第二章 亜人の国「清廉なる魔王④」
「これは失礼を。出生が田舎なもので、礼儀や作法を弁えておりませんでした。」
再度頭を下げて、謝罪する。
「貴様···。」
「フェミリウム将軍。彼は私の恩人だ。多少の不敬には目を瞑ってくれないか?」
王太子の一言で、フェミリウム将軍は口を閉ざし、小さく舌打ちをした。
「構わぬ。その者も謝罪しておるしな。」
続く国王陛下の言葉に、フェミリウム将軍もさすがにそれ以上は何も言わなかった。
「冒険者ナミへイよ。面を上げよ。」
国王の言葉に顔を上げる。
視界の端に映るリーナの表情が、ハッとしたものに変わった。
さすがにバレたかもしれない。
瞳の色までは偽れないし、この場面で白眼を剥くわけにはいかないだろう。
「王太子セインから話は聞いておる。試すようで悪いが、そなたの実力を示してはくれぬか?」
低く落ち着いた声音で話す国王からは、悪意などは微塵たりとも感じられなかった。むしろ、清々しいほどの誠実さを感じるほどだ。
「御意にございます。」
「うむ。では、進行を再開してくれ。」
国王の言葉に従い、近衛親衛隊長のトゥーランが前に進み出た。
「それでは、ランクSSS冒険者ナミヘイ·タイガ·ヌキスギタの御前試合及び、勇者としての認定監査を執り行う!」
トゥーランよ。
わざわざツッコマないが、ヌキスギタではないぞ。
貴族の何人かが頭に手をやったじゃないか···。
まあ、お望み通り毟ってやっても良いがな。
「対戦者、前へ!」
トゥーランの指示で出てきたのは、木剣と木盾を持ち、フルプレートアーマーで身を包んだ大男だった。

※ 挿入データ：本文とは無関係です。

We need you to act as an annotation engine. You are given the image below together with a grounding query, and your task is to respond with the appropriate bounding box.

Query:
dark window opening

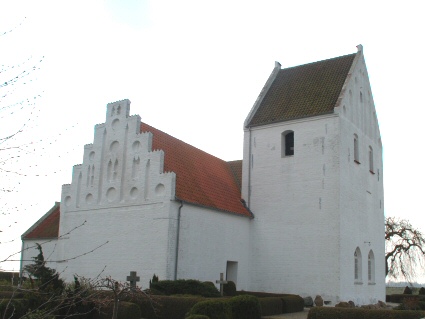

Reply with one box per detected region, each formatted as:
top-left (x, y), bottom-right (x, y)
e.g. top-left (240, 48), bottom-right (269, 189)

top-left (285, 132), bottom-right (294, 156)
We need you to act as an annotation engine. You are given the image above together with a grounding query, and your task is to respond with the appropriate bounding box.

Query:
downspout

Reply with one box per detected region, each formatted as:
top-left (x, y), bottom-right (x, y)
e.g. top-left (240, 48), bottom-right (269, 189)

top-left (174, 200), bottom-right (183, 280)
top-left (248, 126), bottom-right (252, 207)
top-left (18, 238), bottom-right (24, 287)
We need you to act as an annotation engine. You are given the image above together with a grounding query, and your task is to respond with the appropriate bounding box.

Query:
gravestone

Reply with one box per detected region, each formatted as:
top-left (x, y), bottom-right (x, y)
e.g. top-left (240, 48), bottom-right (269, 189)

top-left (127, 271), bottom-right (140, 290)
top-left (215, 272), bottom-right (227, 296)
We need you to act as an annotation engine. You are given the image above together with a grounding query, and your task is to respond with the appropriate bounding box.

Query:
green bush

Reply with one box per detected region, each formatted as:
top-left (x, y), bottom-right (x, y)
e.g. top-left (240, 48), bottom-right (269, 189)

top-left (387, 295), bottom-right (425, 303)
top-left (94, 301), bottom-right (142, 319)
top-left (186, 315), bottom-right (210, 319)
top-left (228, 295), bottom-right (261, 319)
top-left (307, 307), bottom-right (425, 319)
top-left (281, 295), bottom-right (304, 313)
top-left (0, 290), bottom-right (24, 300)
top-left (403, 286), bottom-right (412, 295)
top-left (157, 296), bottom-right (205, 319)
top-left (223, 281), bottom-right (236, 297)
top-left (188, 299), bottom-right (232, 319)
top-left (151, 279), bottom-right (220, 297)
top-left (258, 297), bottom-right (282, 316)
top-left (0, 299), bottom-right (28, 319)
top-left (23, 309), bottom-right (55, 319)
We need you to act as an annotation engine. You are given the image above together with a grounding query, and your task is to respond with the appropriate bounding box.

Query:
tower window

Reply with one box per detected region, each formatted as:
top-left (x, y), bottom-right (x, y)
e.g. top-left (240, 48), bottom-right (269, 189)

top-left (281, 131), bottom-right (294, 157)
top-left (369, 146), bottom-right (375, 174)
top-left (354, 247), bottom-right (362, 283)
top-left (367, 250), bottom-right (375, 284)
top-left (354, 134), bottom-right (360, 163)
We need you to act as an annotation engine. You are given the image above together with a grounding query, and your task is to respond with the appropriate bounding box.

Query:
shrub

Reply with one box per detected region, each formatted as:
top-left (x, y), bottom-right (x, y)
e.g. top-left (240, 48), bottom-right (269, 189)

top-left (151, 279), bottom-right (220, 297)
top-left (188, 300), bottom-right (232, 319)
top-left (403, 286), bottom-right (412, 295)
top-left (223, 281), bottom-right (236, 297)
top-left (307, 307), bottom-right (425, 319)
top-left (228, 295), bottom-right (261, 319)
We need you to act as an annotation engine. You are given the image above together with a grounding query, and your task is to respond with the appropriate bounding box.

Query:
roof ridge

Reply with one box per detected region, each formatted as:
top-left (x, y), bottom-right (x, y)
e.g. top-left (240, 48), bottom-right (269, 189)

top-left (281, 52), bottom-right (357, 71)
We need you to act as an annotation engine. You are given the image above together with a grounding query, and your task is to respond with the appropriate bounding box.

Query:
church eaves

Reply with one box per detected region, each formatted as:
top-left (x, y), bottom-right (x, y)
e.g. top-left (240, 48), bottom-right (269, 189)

top-left (22, 202), bottom-right (60, 239)
top-left (246, 53), bottom-right (356, 127)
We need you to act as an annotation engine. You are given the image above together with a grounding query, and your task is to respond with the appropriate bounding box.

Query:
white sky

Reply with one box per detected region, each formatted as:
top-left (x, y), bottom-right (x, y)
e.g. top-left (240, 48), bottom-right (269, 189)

top-left (0, 0), bottom-right (425, 278)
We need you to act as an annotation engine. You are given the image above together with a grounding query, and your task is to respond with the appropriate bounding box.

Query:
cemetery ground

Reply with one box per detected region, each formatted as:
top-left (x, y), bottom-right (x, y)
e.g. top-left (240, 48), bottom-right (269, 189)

top-left (0, 272), bottom-right (425, 319)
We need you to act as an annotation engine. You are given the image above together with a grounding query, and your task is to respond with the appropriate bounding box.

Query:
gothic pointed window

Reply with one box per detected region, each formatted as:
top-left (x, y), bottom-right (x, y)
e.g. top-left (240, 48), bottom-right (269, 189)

top-left (354, 247), bottom-right (362, 283)
top-left (281, 131), bottom-right (294, 157)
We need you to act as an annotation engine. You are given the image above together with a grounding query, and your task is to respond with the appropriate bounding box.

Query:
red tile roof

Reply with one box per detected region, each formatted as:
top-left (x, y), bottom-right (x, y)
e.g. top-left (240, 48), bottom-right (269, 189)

top-left (22, 123), bottom-right (253, 239)
top-left (22, 202), bottom-right (60, 239)
top-left (141, 123), bottom-right (252, 217)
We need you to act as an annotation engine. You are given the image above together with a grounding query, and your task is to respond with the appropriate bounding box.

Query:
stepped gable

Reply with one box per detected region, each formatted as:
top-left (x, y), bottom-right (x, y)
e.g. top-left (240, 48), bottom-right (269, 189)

top-left (247, 54), bottom-right (356, 127)
top-left (141, 123), bottom-right (252, 217)
top-left (22, 202), bottom-right (60, 239)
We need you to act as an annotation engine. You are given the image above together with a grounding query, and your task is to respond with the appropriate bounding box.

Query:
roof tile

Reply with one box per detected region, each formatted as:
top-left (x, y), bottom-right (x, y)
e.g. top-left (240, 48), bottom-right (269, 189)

top-left (248, 54), bottom-right (356, 126)
top-left (141, 123), bottom-right (252, 217)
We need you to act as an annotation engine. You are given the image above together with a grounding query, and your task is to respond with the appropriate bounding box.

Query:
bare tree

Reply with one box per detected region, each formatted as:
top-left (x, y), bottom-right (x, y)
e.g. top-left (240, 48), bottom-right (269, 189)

top-left (385, 217), bottom-right (425, 282)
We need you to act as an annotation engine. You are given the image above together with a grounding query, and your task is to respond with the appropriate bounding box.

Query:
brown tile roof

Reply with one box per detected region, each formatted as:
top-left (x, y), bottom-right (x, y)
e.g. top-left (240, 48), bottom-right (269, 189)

top-left (248, 54), bottom-right (356, 126)
top-left (141, 123), bottom-right (252, 217)
top-left (227, 160), bottom-right (242, 190)
top-left (22, 202), bottom-right (60, 239)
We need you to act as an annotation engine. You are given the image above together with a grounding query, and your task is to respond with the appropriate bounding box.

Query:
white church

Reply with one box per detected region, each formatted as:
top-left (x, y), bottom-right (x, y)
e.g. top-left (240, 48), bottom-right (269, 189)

top-left (21, 45), bottom-right (385, 304)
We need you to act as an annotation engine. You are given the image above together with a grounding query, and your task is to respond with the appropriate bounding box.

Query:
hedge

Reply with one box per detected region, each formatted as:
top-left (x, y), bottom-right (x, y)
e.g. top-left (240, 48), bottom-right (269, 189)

top-left (0, 299), bottom-right (28, 319)
top-left (93, 301), bottom-right (142, 319)
top-left (188, 299), bottom-right (232, 319)
top-left (227, 295), bottom-right (262, 319)
top-left (258, 297), bottom-right (282, 316)
top-left (281, 295), bottom-right (304, 313)
top-left (151, 279), bottom-right (220, 297)
top-left (385, 294), bottom-right (425, 303)
top-left (0, 290), bottom-right (24, 300)
top-left (307, 307), bottom-right (425, 319)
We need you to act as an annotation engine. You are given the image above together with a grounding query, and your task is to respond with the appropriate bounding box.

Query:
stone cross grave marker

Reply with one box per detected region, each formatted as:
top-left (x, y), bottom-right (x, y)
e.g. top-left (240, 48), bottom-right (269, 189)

top-left (127, 271), bottom-right (140, 290)
top-left (215, 272), bottom-right (227, 296)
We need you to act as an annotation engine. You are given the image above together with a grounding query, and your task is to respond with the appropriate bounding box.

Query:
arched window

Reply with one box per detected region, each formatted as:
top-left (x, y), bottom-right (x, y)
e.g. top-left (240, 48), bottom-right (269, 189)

top-left (369, 146), bottom-right (375, 173)
top-left (367, 250), bottom-right (375, 284)
top-left (354, 134), bottom-right (360, 163)
top-left (354, 247), bottom-right (362, 283)
top-left (281, 131), bottom-right (294, 157)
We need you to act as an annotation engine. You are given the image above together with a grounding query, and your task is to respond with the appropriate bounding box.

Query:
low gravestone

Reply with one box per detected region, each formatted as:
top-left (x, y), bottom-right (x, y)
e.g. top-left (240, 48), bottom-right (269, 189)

top-left (314, 295), bottom-right (323, 307)
top-left (303, 296), bottom-right (314, 307)
top-left (127, 271), bottom-right (140, 290)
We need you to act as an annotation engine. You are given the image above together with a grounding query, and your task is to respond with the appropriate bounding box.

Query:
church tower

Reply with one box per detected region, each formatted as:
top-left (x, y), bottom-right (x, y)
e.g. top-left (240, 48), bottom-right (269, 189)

top-left (242, 46), bottom-right (385, 303)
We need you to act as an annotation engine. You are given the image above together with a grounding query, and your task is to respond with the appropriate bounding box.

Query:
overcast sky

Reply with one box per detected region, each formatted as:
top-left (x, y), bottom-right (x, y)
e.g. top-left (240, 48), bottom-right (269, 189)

身長2メートル、体重はアーマー込みで200キロというところか。
それにしても、木剣と木盾はともかく、模擬戦でフルプレートアーマーを着るか普通?
「ルールの説明に移るが、ナミへイ殿は魔法は使えるのかな?」
「いえ、使えません。」
「魔法なしでランクSSSとは···。」
「何か問題でも?」
「今は良いが、魔族相手に魔法なしでは瞬殺されると思うがな。」
トゥーランの言っていることは正論だろう。普通に考えて、最低でも身体能力強化魔法くらいは使えなくては、魔族に対抗するのは難しいことだ。
「そうですね。なぜランクSSSなんかになったのでしょうね。」
「···ギルドにいる全ランクの冒険者を半殺しにしたからだと聞いているが?」
「···知っていたんですね。」
「もちろんだ。全員がギルドマスターと同じ髪型にされたとも聞いている。」
トゥーランよ、同じではない。
ギルマスのようなバーコードにはできん。